Does Montana get in without Rice, though? Well he did win a Super Bowl without him so maybe. But Rice's career was a massive chunk of Montana's. I don't think you can separate out Montana from my claim.
Montana stats before Rice played his first game (3 full seasons plus a strike-shortened one and an additional 1/2 season's worth of games)
1324 completions
2077 attempts
15,609 yards (243 yards per game average
63.7% passer (he retired at 63.2% nine seasons later; 23 of the 24 guys ahead of him all played in 1998 or later except one, Steve Young)
106 TDs
54 INTs
7-1 playoff record, sole loss was aided by the officials
LED LEAGUE
completion % twice (did it 3 more times with Rice)
TDs (once)
Two top 5 MVP vote finishes
Two Super Bowl rings, winning the MVP both times
3 Pro Bowls
YARDS PER GAME
1981 - 9th (222) but was only substantially behind Dan Fouts and Tommy Kramer
1982 - 2nd - behind Fouts
1983 - 5th - behind Fouts, Lynn Dickey, Bill Kenney, Danny White
1984 - 6th - behind Marino, Neil Lomax, Phil Simms, Fouts, Dave Krieg
Rice simply took Montana from an "on his way to the Hall already" go to a "no question first ballot guy."
I guess I would amend my point and take out EVERY... but certainly it is difficult to name a great QB without looking on his rosters and seeing great WRs. Or, great OLs. No one goes it alone.

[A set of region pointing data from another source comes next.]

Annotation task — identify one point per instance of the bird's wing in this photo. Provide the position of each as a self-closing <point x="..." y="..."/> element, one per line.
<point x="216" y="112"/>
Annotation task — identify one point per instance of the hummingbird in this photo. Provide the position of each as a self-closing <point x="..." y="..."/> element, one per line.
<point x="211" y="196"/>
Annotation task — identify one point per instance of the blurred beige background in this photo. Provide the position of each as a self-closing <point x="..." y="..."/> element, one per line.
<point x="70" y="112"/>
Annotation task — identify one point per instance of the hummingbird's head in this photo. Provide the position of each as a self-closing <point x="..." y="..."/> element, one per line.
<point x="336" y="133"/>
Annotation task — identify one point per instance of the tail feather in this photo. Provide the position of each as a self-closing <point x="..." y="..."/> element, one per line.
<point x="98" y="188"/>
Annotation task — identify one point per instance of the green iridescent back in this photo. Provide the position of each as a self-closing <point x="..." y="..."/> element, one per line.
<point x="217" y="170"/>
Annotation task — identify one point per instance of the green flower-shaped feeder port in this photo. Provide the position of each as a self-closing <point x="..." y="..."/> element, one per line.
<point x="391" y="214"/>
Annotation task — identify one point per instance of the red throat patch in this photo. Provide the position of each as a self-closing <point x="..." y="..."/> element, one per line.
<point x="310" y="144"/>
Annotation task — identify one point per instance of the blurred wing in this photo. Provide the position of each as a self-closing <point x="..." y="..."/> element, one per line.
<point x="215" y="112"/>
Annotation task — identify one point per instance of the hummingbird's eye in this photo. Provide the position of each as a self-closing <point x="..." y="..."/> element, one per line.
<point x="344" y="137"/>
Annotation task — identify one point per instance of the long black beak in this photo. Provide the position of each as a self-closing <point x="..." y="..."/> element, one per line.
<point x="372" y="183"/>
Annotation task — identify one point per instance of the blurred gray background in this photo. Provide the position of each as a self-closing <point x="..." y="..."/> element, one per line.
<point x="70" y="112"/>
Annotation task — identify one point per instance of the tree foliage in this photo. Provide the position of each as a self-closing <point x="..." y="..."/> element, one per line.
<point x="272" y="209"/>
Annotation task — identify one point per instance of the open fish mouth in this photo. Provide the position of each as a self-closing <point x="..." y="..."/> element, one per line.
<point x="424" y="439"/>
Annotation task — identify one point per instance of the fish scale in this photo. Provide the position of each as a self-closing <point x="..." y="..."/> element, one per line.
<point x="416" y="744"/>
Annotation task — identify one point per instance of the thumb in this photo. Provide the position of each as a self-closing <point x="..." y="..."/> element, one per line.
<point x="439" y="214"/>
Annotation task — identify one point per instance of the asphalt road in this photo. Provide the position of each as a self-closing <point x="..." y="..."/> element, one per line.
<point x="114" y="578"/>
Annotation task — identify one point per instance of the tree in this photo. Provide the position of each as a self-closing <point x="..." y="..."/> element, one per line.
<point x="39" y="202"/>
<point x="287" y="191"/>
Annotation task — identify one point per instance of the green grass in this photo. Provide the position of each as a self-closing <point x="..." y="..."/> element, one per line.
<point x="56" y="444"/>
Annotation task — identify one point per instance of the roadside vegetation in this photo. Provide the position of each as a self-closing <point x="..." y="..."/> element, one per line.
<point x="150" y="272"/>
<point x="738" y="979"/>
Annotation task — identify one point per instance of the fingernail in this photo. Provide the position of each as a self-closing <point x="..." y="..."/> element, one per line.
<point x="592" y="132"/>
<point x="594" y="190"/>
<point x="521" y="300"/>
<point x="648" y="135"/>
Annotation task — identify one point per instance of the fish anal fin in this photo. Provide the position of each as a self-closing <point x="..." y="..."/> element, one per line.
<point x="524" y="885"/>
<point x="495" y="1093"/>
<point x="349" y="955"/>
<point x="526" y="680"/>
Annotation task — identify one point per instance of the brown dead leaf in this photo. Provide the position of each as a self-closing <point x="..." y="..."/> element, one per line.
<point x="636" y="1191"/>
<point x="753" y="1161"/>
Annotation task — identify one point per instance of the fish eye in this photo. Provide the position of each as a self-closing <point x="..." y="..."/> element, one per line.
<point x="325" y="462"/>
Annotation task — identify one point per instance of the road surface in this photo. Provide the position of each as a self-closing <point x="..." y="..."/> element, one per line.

One final thought that did just occur to me, however. Who were Dan Marino's great WRs? And since I can't answer that, is that a big reason with Marino never got that Super Bowl?
Marino's big guns his rookie year were "the Marks Brothers," Mark Clayton and Mark Duper - and a third guy who was good but not great named Nat Moore. Jimmy Cefalo was solid if unspectacular - and you have to remember they tossed a lot of balls short out to former Bama RB Tony Nathan as well.
Those guys were GOOD receivers - obviously not Rice because nobody is.